American poker player (1968–2024)

Perry Friedman (May 15, 1968 – January 21, 2024) was an American professional poker player who won the 2002 World Series of Poker $1,500 Limit Omaha Hi-Low Split-8 or Better event and was a founding member of the Tiltboys.

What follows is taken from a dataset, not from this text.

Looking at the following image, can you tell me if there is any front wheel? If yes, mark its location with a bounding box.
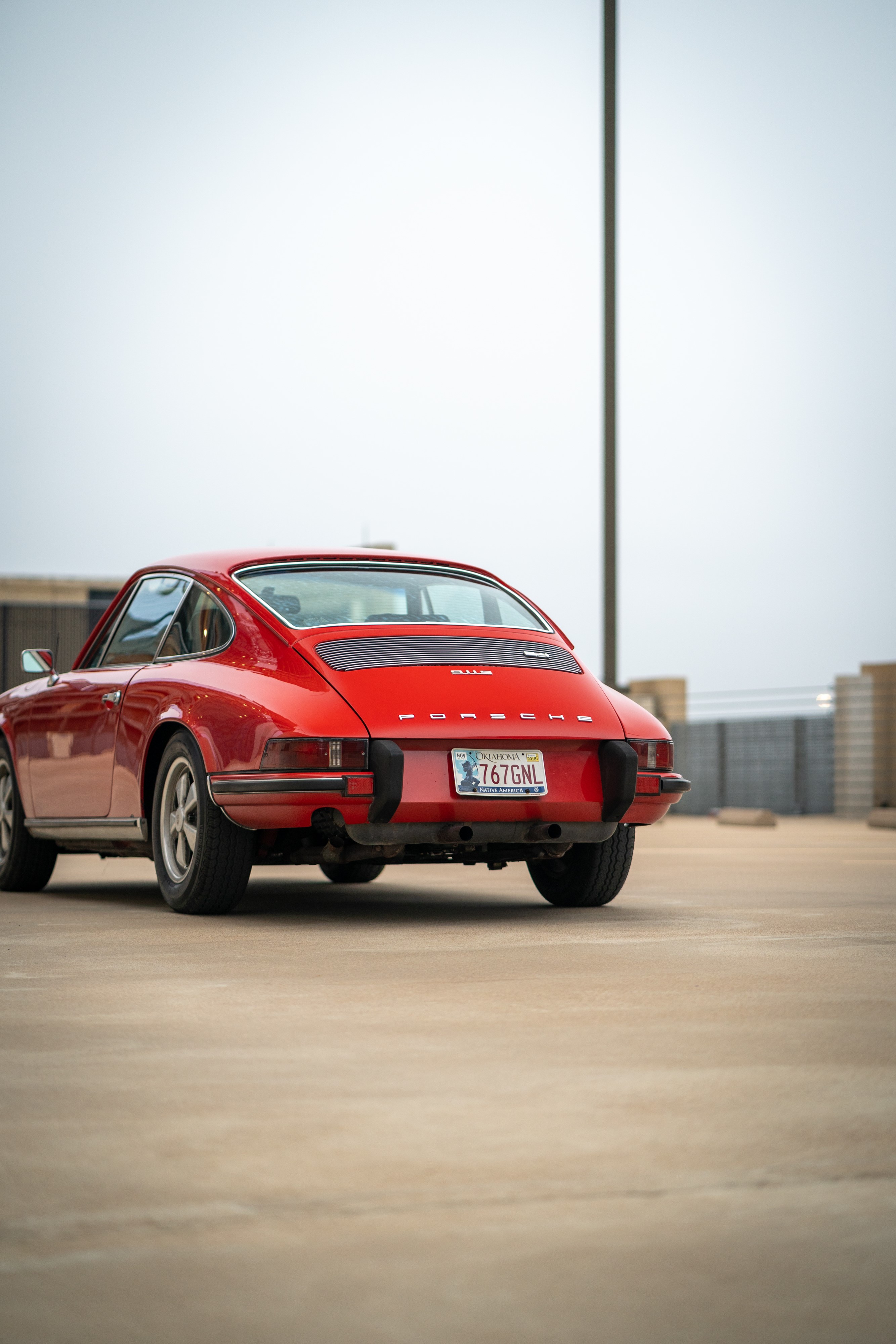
[152,731,255,915]
[0,741,56,891]
[526,825,634,906]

== World Series of Poker ==
Friedman has cashed 50 times at the World Series of Poker (WSOP), winning the 2002 World Series of Poker $1,500 Limit Omaha Hi-Low Split-8 or Better event, earning $176,860, he also has made seven other final tables, 3rd in the $2,500 Seven-card stud event at the 2000 World Series of Poker won by Chris Ferguson, 4th at the 2002 World Series of Poker in the $2,000 S.H.O.E. event won by Phil Ivey, 3rd in the $2,000 No Limit Hold'em event at the 2005 World Series of Poker won by Erik Seidel, 7th in the 2007 World Series of Poker $3,000 No Limit Hold'em event won by Shankar Pillai, 4th in the 2012 World Series of Poker $5,000 Seven-card stud event won by John Monnette, 3rd in the 2017 World Series of Poker $10,000 Seven-card stud event won by Mike Wattel, and 7th in the 2022 World Series of Poker $3,000 H.O.R.S.E event won by Lawrence Brandt.

=== World Series of Poker bracelets ===

| Year | Event | Prize Money |
|---|---|---|
| 2002 | $1,500 Limit Omaha Hi-Low Split-8 or Better | $176,860 |

== Other poker events ==
At the World Poker Tour 2004 Legends of Poker, Friedman just missed making the six-player final table finishing in 9th for $49,575.

Friedman's total live tournament winnings exceeded $1,135,000. His 50 cashes at the WSOP account for $1,055,933 of those winnings.

== Death ==
Friedman died from complications after Pancreatic Neuroendocrine tumor surgery on January 21, 2024, at the age of 55.